Hi all Just browsed through the `prefect`, `dask`...
# ask-community
d
Hi all Just browsed through the
prefect
,
dask
and
ray
documentation and my head is spinning a bit... I'll be needing to run the same simulation multiple times, in parallal (embarassingly so), based on different parametrizations. I'll be doing this at our users' request, so users say go and we queue, say, 70 simulations for that user. In the meantime another user comes along, etc. The simulations will be run within a docker container, so I'm thinking to deploy to Kubernetes, with pods (and underlying nodes) scaling automatically with the number of queued jobs. So far so good. However, I have a hard time figuring out whether each single simulation should be a sub-workflow so that it can be scheduled onto pods via a Kubernetes worker pool by Prefect alone or wether a simulation should be a task, which is then scheduled by
dask
onto a distributed
dask
cluster backed by Kubernetes. At which point I'm wondering why I need prefect in the first place.

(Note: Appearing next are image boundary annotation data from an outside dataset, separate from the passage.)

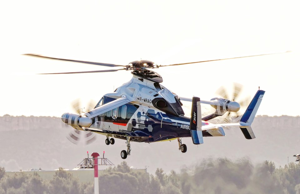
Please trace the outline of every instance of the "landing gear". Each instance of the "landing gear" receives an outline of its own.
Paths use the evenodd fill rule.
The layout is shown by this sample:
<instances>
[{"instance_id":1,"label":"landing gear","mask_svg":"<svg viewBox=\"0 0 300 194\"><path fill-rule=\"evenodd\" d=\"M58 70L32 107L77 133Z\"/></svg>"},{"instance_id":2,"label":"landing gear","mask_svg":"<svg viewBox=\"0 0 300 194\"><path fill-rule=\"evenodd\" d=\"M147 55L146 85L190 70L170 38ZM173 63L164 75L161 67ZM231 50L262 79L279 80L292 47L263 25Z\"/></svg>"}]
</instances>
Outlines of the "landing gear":
<instances>
[{"instance_id":1,"label":"landing gear","mask_svg":"<svg viewBox=\"0 0 300 194\"><path fill-rule=\"evenodd\" d=\"M127 151L125 150L122 150L121 151L121 158L122 159L126 159L127 156L130 155L130 151L131 148L130 148L130 138L131 137L126 136L126 144L127 146Z\"/></svg>"},{"instance_id":2,"label":"landing gear","mask_svg":"<svg viewBox=\"0 0 300 194\"><path fill-rule=\"evenodd\" d=\"M181 143L181 138L177 138L178 140L178 145L179 146L179 150L181 151L182 153L185 153L188 150L188 148L187 148L187 146L185 144L182 144Z\"/></svg>"},{"instance_id":3,"label":"landing gear","mask_svg":"<svg viewBox=\"0 0 300 194\"><path fill-rule=\"evenodd\" d=\"M110 140L108 136L106 136L106 139L105 139L105 143L106 145L109 145L110 144L111 144L112 145L114 143L115 140L113 138L111 138Z\"/></svg>"}]
</instances>

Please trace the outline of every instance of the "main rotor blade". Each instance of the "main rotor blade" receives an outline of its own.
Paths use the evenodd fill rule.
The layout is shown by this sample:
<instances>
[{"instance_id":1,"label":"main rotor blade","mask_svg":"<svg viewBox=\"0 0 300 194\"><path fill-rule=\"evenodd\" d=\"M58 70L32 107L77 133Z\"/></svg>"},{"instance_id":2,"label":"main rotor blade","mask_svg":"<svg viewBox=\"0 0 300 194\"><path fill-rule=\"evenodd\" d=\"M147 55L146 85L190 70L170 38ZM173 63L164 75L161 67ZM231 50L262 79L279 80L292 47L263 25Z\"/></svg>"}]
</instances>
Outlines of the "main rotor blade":
<instances>
[{"instance_id":1,"label":"main rotor blade","mask_svg":"<svg viewBox=\"0 0 300 194\"><path fill-rule=\"evenodd\" d=\"M283 52L278 52L274 53L269 53L268 54L262 54L262 55L251 55L250 56L239 56L236 57L232 57L232 58L226 58L225 59L214 59L213 60L208 60L208 61L197 61L197 62L190 62L189 63L178 63L177 64L172 64L172 65L160 65L158 66L159 67L165 67L166 66L171 66L177 65L186 65L187 64L192 64L192 63L202 63L202 62L208 62L208 61L220 61L221 60L226 60L227 59L238 59L238 58L243 58L244 57L249 57L252 56L262 56L263 55L274 55L275 54L280 54L281 53L284 53L286 52L289 52L290 51L287 51Z\"/></svg>"},{"instance_id":2,"label":"main rotor blade","mask_svg":"<svg viewBox=\"0 0 300 194\"><path fill-rule=\"evenodd\" d=\"M96 71L78 71L76 72L65 72L64 73L39 73L40 75L45 74L67 74L71 73L100 73L101 72L112 72L117 71L119 70L125 70L125 69L111 69L107 70L97 70Z\"/></svg>"},{"instance_id":3,"label":"main rotor blade","mask_svg":"<svg viewBox=\"0 0 300 194\"><path fill-rule=\"evenodd\" d=\"M92 65L102 65L102 66L107 66L108 67L126 67L126 65L115 65L114 64L111 64L110 63L98 63L97 62L92 62L91 61L78 61L77 60L73 60L72 59L61 59L60 58L56 58L55 57L51 57L49 56L42 56L42 55L36 55L35 54L24 54L25 55L29 55L29 56L32 56L42 58L47 58L48 59L57 59L58 60L62 60L62 61L73 61L73 62L77 62L78 63L88 63L88 64L92 64Z\"/></svg>"}]
</instances>

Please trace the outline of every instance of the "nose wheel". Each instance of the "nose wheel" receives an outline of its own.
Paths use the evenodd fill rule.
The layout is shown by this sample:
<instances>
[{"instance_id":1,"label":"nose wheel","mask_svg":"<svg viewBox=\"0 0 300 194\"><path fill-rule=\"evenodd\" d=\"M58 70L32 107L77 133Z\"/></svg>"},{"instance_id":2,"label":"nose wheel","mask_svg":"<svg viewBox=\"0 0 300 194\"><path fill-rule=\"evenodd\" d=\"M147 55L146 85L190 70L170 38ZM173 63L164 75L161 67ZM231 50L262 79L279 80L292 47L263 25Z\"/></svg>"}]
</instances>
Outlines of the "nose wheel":
<instances>
[{"instance_id":1,"label":"nose wheel","mask_svg":"<svg viewBox=\"0 0 300 194\"><path fill-rule=\"evenodd\" d=\"M182 153L185 153L188 150L188 148L187 147L187 145L185 144L182 144L181 143L181 138L177 138L178 140L178 145L179 146L179 150L181 151Z\"/></svg>"},{"instance_id":2,"label":"nose wheel","mask_svg":"<svg viewBox=\"0 0 300 194\"><path fill-rule=\"evenodd\" d=\"M109 138L108 137L108 136L106 136L106 139L105 139L105 144L108 145L110 144L111 144L112 145L113 145L115 143L115 139L113 138L111 138L109 139Z\"/></svg>"},{"instance_id":3,"label":"nose wheel","mask_svg":"<svg viewBox=\"0 0 300 194\"><path fill-rule=\"evenodd\" d=\"M126 144L127 145L127 151L122 150L121 151L121 158L122 159L126 159L127 158L127 156L130 155L130 151L131 148L130 148L130 137L126 136Z\"/></svg>"}]
</instances>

So I guess my general questions is - excuse the maybe a bit confrontational wording - what benefit does prefect provide over plain
dask
, e.g.? Thanks a bunch!
n
hi @Damian Birchler - in short, dask helps you do stuff in parallel, prefect helps you do stuff robustly (retries, caching etc) on whatever infra (deployments) you want, in a way you can observe (UI) I would suggest a change to the premise of this question
what benefit does prefect provide over plain
dask
since they aren't meant to serve the same purpose. for example, we have a
prefect-dask
integration if you want to do a bunch of tasks in parallel
Copy code
#[1]
from prefect import flow, task

#[2]
from prefect_dask import DaskTaskRunner

#[3]
@task
def one_simulation(x):...

#[4]
@flow(task_runner=DaskTaskRunner())
def many_simulations(n: int):
    one_simulation.map(range(n)).result()
does that help?
d
Yes, that helps, thanks...I did check out
dask
a bit, too, and they did have a simliar (or so I thought) interface, so that didn't help clear up my confusion. But, ok, robustness seems to be a main differentiator?
by interface i meant UI
n
in my experience the dask dashboard is more like a profiler whereas the prefect UI is showing you how your work connects to other work, like maybe you grab stuff from s3 and then fan it out on dask and then reduce and send data to another container for processing. the dask dashboard just knows about your dask nodes/workers. but yeah to reiterate > But, ok, robustness seems to be a main differentiator? prefect and dask are not generally meant to serve the same purpose
d
i see...I still need to do a bit more reasearch on what the different purposes are, or rather, which server my purpose better. 🙂
n
I would say if you want to deploy a pure-python workflow in a compute provider agnostic fashion, then prefect can help! separately, if you want actual parallelism within that workflow, dask can help! reading your original message, the thing that I'd want to know is
The simulations will be run within a docker container, so I'm thinking to deploy to Kubernetes
would each simulation be in its own container? or can you run many in one container? either way this sounds like a pretty typical prefect workload (I think you're in the right place!) it just would just be a core design question with your workflow here's a couple resources in case they're helpful • getting started w prefect series • an example which sounds roughly similar to what you might end up with (define 2 deployments, one for handling a single simulation and one for batching inputs and dispatching that other deployment N times, so that each deployment's infra like k8s or docker etc can be configured independently)
d
Both would be possible. However, many simulations in one container would require a bit more bookkeeping on my part (or so I figured), so I thought I'd go with one per container/subflow(/task?) and let Prefect (/`dask`) take care of bookkeeping for me.